Popularity In Adolescence Determine Mental And Physical Health Of The Children Decades Later

New research has indicated that children’s reputation in adolescence is linked with their psychological and physical health in the later years in life. A group of health experts has revealed that teenage children who are not popular in their peer groups are at a higher risk of having circulatory system disease later in life. Such kids tend to have a higher risk of conditions like narrowed and hardened arteries and abnormal heartbeat. Such issues can impact the normal functioning of the heart and blood vessels. Experts have said that though it is not known to everyone but peer status is one of the crucial predictors of psychological and health issues in the future.

Mitch Prinstein, Professor of psychology and neuroscience at the University of North Carolina has said that there are many studies, which show that our popularity among peers in grade school decides our health outcomes in the future more strongly than intelligence quotient, parental income, grades, and pre-existing health conditions. Experts have said that peer status is a special kind of popularity, which is different from being a cool kid. High-status kids who enjoy with friends on weekends, hang out in school premises have a different type of popularity. It can be considered as perceived popularity, said the author of the study. Peer status is an indicator of popularity. It is a degree, which a child is accepted and respected by the peer groups, said the scholars. Smoking, alcohol, and unhealthy diet contribute to chronic health issues in the later stage of life; however, a study says that high-quality relationship is an essential indicator of mortality. Experts have used the data of the Stockholm Birth Cohort Multigenerational study in this new research.

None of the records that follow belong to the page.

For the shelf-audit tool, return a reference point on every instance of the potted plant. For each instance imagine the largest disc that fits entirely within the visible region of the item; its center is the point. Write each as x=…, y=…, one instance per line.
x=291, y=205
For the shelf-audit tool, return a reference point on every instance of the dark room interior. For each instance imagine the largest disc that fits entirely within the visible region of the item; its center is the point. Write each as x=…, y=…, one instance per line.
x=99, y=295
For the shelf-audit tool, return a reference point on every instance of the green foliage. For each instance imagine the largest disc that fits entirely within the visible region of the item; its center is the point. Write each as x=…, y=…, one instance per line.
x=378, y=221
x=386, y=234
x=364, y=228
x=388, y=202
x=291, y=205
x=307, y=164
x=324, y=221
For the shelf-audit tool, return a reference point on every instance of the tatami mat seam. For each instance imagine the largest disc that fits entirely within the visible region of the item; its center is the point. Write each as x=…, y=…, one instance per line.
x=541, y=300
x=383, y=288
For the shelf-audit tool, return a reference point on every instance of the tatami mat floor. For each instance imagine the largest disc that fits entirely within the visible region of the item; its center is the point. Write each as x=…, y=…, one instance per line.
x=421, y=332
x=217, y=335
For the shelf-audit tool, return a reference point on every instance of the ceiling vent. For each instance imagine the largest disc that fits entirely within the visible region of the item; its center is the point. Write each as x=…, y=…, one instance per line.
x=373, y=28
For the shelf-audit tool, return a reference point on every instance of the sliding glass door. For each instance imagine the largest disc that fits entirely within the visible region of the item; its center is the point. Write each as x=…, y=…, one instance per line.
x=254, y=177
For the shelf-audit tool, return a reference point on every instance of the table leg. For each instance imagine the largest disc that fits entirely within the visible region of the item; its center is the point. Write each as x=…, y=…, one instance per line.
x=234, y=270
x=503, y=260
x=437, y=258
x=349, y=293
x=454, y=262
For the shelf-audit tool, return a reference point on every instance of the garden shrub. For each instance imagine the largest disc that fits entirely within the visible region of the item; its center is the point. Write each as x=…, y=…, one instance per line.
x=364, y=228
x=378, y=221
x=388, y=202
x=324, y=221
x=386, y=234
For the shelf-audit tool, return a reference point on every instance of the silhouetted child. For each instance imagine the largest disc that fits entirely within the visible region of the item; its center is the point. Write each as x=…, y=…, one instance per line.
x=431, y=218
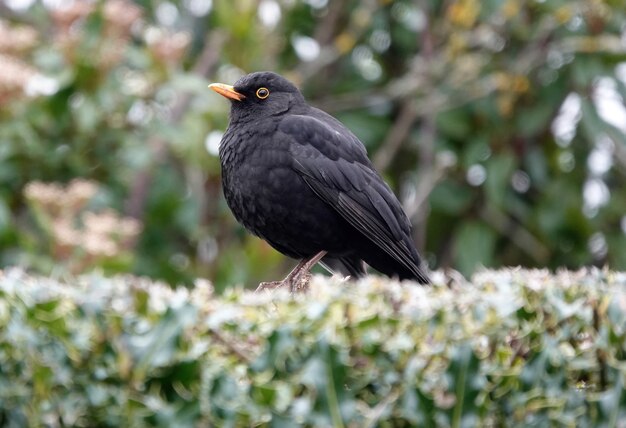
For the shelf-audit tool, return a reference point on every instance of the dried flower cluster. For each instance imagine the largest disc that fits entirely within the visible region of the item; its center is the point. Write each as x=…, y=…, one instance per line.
x=16, y=39
x=80, y=237
x=15, y=73
x=118, y=17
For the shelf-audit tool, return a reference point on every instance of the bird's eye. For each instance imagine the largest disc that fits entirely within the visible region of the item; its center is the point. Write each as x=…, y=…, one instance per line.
x=262, y=93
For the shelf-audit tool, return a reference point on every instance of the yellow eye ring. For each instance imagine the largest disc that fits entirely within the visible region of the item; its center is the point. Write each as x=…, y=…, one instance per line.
x=262, y=93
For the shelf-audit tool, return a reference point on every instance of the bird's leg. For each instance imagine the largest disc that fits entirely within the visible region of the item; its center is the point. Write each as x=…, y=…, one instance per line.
x=298, y=278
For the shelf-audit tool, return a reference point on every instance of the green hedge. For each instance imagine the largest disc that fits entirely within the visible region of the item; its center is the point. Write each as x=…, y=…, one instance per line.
x=511, y=348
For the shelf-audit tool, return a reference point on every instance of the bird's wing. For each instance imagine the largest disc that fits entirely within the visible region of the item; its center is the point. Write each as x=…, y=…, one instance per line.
x=334, y=163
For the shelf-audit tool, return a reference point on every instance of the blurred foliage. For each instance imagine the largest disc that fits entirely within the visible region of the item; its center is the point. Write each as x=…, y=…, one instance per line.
x=511, y=348
x=500, y=123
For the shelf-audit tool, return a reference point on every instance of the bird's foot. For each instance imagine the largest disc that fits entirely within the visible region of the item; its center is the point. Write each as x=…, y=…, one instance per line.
x=298, y=279
x=296, y=283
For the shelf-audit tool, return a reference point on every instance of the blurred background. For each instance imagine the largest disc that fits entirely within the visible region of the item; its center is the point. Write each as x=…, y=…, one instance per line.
x=500, y=124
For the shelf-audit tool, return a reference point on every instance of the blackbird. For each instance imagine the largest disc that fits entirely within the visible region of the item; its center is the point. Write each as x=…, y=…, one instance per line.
x=299, y=179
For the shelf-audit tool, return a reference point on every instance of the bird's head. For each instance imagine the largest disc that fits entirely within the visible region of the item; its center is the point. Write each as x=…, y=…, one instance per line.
x=259, y=95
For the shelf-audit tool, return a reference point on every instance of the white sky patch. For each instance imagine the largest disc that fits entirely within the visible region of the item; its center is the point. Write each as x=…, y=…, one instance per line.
x=199, y=8
x=564, y=125
x=306, y=48
x=212, y=142
x=19, y=5
x=597, y=245
x=167, y=14
x=139, y=113
x=476, y=175
x=317, y=4
x=595, y=194
x=41, y=85
x=609, y=103
x=269, y=13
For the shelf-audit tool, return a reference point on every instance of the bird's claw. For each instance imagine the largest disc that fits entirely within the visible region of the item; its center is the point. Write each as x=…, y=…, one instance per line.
x=296, y=283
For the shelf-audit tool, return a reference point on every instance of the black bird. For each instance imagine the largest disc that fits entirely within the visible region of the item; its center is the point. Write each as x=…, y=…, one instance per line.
x=299, y=179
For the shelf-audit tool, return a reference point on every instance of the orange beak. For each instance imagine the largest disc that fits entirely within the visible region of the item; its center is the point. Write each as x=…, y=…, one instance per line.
x=227, y=91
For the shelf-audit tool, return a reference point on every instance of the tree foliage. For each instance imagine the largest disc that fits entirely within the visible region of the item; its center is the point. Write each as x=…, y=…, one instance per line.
x=500, y=124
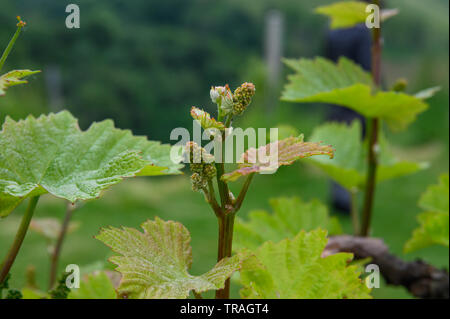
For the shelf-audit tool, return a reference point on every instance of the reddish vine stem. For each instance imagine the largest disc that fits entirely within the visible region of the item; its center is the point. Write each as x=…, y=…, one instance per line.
x=57, y=251
x=229, y=208
x=18, y=240
x=374, y=127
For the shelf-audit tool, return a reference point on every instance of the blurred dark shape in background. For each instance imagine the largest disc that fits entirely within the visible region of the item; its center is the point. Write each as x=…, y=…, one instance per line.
x=354, y=44
x=145, y=63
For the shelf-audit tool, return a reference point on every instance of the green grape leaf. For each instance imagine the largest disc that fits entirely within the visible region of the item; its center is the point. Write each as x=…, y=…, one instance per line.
x=348, y=168
x=346, y=84
x=434, y=224
x=295, y=269
x=205, y=120
x=433, y=230
x=267, y=159
x=155, y=264
x=347, y=14
x=95, y=286
x=50, y=228
x=290, y=215
x=51, y=154
x=436, y=197
x=344, y=14
x=12, y=78
x=427, y=93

The health index of around 5410 men and 59990 women, who have been in their 60s, has been tracked by the experts. The participants of this study have been asked questions related to their adolescence. These data have been used to establish their peer status. Participants have been divided into four nominations like zero (marginalized) one (low), two and three (medium status), and four (high status). People with marginalized peer status at the age of 13 have been at 33 to 34 percent higher risk of circulatory disease, as per the findings of the study. Experts have looked for factors such as the number and position of siblings, socioeconomic conditions, parental education, and mental health as well. Factors like academic performance, intellect, and criminal behavior as well have been observed in the study.